D-: 1.5 stars (out of 5)
1968 | United States | 106 min | More...
Reviewed Mar 6, 2009

Despite teaming James Stewart and Dean Martin, Bandolero may be one of the reasons the Western died.

The plot sees George Kennedy as a sheriff purusing outlaw brothers Stewart and Martin into bandit country after they kidnapp a wealthy widow, played by Raquel Welch.

It’s a film that doesn’t know what it wants to be. Though it re-teams director Andrew V. McLaglen, screenwriter James Lee Barrett, and star Stewart, who had previously made Shenandoah together, this outing alternates between not taking itself seriously, and taking itself far too seriously, sometimes in the same scene.
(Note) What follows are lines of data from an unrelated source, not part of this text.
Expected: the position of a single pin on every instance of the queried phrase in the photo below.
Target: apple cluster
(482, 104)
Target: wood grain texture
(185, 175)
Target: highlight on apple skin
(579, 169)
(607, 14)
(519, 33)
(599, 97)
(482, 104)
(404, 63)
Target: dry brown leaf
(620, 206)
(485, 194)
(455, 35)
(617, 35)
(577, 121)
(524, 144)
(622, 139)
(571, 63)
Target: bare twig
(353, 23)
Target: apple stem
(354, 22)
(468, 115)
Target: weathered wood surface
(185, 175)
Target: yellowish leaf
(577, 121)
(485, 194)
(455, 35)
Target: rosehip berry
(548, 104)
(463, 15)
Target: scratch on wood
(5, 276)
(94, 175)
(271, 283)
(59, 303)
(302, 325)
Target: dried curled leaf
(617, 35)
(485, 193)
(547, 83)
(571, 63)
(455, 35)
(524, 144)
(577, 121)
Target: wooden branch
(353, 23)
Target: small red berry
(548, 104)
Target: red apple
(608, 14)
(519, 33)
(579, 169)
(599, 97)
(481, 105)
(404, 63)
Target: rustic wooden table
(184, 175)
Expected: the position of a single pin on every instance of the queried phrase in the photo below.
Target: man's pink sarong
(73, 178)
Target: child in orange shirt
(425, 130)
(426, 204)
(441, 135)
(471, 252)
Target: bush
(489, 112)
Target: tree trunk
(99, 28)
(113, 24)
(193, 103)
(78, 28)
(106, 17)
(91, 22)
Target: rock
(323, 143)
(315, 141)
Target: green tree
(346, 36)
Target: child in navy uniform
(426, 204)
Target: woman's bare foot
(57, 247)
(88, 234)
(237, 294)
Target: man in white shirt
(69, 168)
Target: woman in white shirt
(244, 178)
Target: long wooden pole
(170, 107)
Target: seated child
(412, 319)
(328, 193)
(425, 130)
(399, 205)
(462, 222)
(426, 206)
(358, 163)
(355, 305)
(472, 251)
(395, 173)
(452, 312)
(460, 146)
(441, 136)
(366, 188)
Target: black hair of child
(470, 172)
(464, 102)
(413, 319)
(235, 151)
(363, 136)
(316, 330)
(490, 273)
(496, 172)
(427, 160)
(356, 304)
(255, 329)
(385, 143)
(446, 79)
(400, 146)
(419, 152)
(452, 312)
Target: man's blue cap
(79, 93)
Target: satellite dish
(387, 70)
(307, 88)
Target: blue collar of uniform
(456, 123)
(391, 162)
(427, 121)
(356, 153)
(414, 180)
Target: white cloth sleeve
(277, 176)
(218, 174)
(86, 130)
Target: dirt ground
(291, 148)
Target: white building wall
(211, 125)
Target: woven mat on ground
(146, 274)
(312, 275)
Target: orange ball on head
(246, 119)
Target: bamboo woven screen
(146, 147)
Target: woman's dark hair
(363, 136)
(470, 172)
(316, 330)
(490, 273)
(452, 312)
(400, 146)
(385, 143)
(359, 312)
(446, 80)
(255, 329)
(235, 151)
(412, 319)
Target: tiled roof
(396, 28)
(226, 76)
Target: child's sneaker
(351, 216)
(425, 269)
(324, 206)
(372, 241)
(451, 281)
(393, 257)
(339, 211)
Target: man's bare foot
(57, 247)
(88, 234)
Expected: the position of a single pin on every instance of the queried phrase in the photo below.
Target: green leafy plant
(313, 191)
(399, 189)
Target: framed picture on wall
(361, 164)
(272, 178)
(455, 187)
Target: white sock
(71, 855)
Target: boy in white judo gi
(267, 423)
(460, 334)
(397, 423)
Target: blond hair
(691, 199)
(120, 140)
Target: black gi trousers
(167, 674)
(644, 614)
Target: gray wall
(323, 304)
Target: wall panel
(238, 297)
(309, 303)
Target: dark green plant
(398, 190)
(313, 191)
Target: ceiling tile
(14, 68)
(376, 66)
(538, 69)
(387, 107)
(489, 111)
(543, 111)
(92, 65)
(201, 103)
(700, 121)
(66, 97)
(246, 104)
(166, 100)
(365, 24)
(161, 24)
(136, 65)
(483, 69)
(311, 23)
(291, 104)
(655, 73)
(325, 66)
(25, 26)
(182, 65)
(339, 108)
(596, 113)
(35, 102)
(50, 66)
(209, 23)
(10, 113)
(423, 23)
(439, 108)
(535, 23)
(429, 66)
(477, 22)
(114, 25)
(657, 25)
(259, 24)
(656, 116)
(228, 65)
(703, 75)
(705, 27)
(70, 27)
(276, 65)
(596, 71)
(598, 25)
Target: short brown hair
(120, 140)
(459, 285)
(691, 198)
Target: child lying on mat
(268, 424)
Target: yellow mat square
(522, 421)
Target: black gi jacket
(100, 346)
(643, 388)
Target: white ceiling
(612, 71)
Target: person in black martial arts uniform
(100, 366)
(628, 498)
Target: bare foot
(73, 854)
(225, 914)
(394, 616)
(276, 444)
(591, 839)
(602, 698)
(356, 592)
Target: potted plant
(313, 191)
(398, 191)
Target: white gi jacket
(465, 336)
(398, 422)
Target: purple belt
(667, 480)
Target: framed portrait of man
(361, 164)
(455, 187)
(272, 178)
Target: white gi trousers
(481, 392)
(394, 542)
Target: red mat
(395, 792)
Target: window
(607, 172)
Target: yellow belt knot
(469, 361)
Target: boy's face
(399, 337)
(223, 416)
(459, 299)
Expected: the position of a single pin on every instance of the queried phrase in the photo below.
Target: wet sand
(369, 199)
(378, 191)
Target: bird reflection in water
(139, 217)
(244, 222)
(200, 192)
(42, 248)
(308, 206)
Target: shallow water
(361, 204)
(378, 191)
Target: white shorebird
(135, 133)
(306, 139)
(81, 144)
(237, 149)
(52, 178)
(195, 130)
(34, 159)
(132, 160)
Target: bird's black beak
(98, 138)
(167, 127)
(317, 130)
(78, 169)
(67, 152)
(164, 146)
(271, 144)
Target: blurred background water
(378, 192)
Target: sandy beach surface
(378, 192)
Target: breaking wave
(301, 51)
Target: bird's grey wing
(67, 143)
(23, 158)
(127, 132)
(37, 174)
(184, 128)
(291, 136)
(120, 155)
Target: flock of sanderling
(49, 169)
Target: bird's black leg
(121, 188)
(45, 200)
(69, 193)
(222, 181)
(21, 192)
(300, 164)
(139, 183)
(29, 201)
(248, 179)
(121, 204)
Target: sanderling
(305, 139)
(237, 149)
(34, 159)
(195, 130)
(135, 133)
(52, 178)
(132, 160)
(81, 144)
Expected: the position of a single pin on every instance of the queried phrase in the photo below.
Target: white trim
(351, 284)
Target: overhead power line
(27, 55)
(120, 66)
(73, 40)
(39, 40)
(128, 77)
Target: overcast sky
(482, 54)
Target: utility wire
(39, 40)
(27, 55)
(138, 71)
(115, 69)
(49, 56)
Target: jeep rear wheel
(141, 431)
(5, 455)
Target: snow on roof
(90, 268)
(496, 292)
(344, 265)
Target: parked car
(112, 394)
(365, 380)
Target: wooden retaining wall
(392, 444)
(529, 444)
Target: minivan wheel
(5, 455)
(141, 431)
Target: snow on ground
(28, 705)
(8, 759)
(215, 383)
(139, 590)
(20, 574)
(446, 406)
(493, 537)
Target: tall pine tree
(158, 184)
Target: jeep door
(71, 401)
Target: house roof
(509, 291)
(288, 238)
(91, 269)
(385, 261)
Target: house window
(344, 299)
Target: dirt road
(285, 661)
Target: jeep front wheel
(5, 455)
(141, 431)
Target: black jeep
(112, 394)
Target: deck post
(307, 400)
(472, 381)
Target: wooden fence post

Stewart and Martin are two actors with charisma to spare, yet both seem flat here, as if they realize the stinker they’re producing. Granted, Stewart does have a lot of fun in the film’s best sequence where he poses as a hangman, but that’s about it.

Then there’s the Raquel Welch problem. Cute though she may be, she offers nothing in the way of believability, and can’t carry her few dramatic scenes.

For western fans, or fans of the stars, Bandolero’s casting may be too good to resist, which is likely what the studio and filmmakers were counting on; banking on the reputation of those involved rather than putting together a decent product. Skip it.